Historical

Professor JOI is the first ever researcher of the history of IOI country. Today, a diary written by the ancient citizens of IOI country has arrived. To study the living conditions in ancient IOI, professor JOI has decided to investigate the events written in the diary.

Within the N days recorded in the diary, events are recorded one day at a time. Events are classified into several types. The event that happened on the i^th day (1 ≤ i ≤ N) is represented by an integer X_i. You can consider events with high X_i to be bigger events.

Professor JOI has decided to analyse the diary in the following manner:

• We will analyse a certain period of time. The period of time will be a consecutive set of days within the N days recorded in the diary.
• The importance of event type t in the period is defined as t * (the number of time an event of type t occurred in the research period).
• Of all the types of events, we want to find the importance of the type of event with the maximum importance.

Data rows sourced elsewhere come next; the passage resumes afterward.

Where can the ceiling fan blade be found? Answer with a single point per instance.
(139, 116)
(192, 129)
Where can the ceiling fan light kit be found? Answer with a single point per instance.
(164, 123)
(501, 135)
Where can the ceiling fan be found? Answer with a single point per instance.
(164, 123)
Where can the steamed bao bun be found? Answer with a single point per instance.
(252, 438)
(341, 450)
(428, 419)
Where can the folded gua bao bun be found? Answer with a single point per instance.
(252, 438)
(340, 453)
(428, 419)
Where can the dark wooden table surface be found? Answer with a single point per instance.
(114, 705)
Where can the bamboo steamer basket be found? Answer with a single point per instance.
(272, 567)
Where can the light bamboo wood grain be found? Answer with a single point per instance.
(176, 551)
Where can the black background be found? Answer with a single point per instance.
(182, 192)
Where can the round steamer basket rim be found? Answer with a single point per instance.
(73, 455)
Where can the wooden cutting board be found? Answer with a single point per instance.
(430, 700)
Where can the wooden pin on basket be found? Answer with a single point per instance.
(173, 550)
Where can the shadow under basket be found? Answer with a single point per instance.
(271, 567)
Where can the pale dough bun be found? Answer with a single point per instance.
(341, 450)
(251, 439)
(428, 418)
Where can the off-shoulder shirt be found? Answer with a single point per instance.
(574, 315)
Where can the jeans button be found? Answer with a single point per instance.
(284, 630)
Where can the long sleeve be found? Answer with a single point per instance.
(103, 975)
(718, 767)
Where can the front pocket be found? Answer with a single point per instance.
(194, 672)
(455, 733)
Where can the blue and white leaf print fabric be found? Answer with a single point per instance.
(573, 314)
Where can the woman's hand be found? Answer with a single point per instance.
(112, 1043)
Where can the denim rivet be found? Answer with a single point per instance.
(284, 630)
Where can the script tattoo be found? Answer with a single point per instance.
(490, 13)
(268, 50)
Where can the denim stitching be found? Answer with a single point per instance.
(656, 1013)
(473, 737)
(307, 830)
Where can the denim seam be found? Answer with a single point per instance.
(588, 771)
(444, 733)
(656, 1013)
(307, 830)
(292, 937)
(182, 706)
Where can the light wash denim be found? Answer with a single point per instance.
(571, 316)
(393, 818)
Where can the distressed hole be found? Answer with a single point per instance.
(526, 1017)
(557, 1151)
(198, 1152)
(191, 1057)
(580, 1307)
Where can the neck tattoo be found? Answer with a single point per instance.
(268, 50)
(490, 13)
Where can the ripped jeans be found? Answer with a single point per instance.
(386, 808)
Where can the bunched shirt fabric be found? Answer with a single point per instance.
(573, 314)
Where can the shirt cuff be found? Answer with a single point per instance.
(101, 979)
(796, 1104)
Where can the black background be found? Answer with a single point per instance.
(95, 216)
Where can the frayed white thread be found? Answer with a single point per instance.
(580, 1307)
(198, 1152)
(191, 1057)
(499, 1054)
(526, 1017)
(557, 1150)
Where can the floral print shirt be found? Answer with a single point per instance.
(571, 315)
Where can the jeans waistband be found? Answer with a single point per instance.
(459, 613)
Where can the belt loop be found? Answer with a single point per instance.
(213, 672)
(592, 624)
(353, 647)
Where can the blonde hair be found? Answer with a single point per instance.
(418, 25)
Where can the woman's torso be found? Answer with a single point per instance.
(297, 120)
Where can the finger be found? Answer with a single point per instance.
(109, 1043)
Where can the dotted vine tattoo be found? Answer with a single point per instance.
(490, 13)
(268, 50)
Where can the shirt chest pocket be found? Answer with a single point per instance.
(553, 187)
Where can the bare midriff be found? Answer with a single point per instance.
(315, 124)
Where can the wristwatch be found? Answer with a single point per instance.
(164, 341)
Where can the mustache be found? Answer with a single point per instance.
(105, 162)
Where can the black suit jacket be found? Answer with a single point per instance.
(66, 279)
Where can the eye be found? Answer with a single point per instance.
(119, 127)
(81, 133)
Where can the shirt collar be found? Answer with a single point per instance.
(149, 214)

You have been ordered to write a program to help Professor JOI with his analysis. Given the N days recorded in the diary and Q research periods Professor JOI wants to analyse, find the maximum importance in each of the research periods.

Input

Read from standard input.

• On the first line, there are two integers N and Q. N is the number of days recorded in the diary and Q is the number of research periods you are to analyse.
• On the next line, there are N integers X_i, ..., X_N. X_i (1 ≤ i ≤ N) is the type of the event that occured on the i^th day.
• Of the next Q lines, the j^th line (1 ≤ j ≤ Q) contains two integers A_j and B_j (1 ≤ A_j ≤ B_j ≤ N). This means the j^th research period is from the A_j^th to the B_j^th day.

Output

Output to standard output.

• On the j^th line, print the one integer representing the maximum importance in the j^th research period.

Constraints

All test cases satisfy the following constraints.

• 1 ≤ N ≤ 100 000.
• 1 ≤ Q ≤ 100 000.
• 1 ≤ X_i ≤ 1 000 000 000. (1 ≤ i ≤ N).

Subtasks

Subtask 1 (5 points):

The following constraints are satisfied.

• N ≤ 100.
• Q ≤ 100.

Subtask 2 (10 points):

The following constraints are satisfied.

• N ≤ 5000.
• Q ≤ 5000.

Subtask 3 (25 points):

i and j such that A_i ≤ A_j ≤ B_j ≤ B_i (1 ≤ i ≤ Q, 1 ≤ j ≤ Q, i ≠ j) do not exist in the input.

Subtask 4 (60 points):

No further constraints.

Sample Input 1

5 5
9 8 7 8 9
1 2
3 4
4 4
1 4
2 4

Sample Output 1

9
8
8
16
16

Explanation

The diary is 5 days long and contains only events of type 7, 8 and 9.

• From days 1 to 2, event type 7 is of importance 7 * 0 = 0, event type 8 is of importance 8 * 1 = 8, and event type 9 is of importance 9 * 1 = 9. The maximum importance event type has importance 9.
• From days 3 to 4, event type 7 is of importance 7 * 1 = 7, event type 8 is of importance 8 * 1 = 8, and event type 9 is of importance 9 * 0 = 0. The maximum importance event type has importance 8.
• From days 4 to 4, event type 7 is of importance 7 * 0 = 0, event type 8 is of importance 8 * 1 = 8, and event type 9 is of importance 9 * 0 = 0. The maximum importance event type has importance 8.
• From days 1 to 4, event type 7 is of importance 7 * 1 = 7, event type 8 is of importance 8 * 2 = 16, and event type 9 is of importance 9 * 1 = 9. The maximum importance event type has importance 16.
• From days 2 to 4, event type 7 is of importance 7 * 1 = 7, event type 8 is of importance 8 * 2 = 16, and event type 9 is of importance 9 * 0 = 0. The maximum importance event type has importance 16.

Sample Input 2

8 4
9 9 19 9 9 15 9 19
1 4
4 6
3 5
5 8

Sample Output 2

27
18
19
19

Explanation

This test case satisfies the conditions in subtask 3.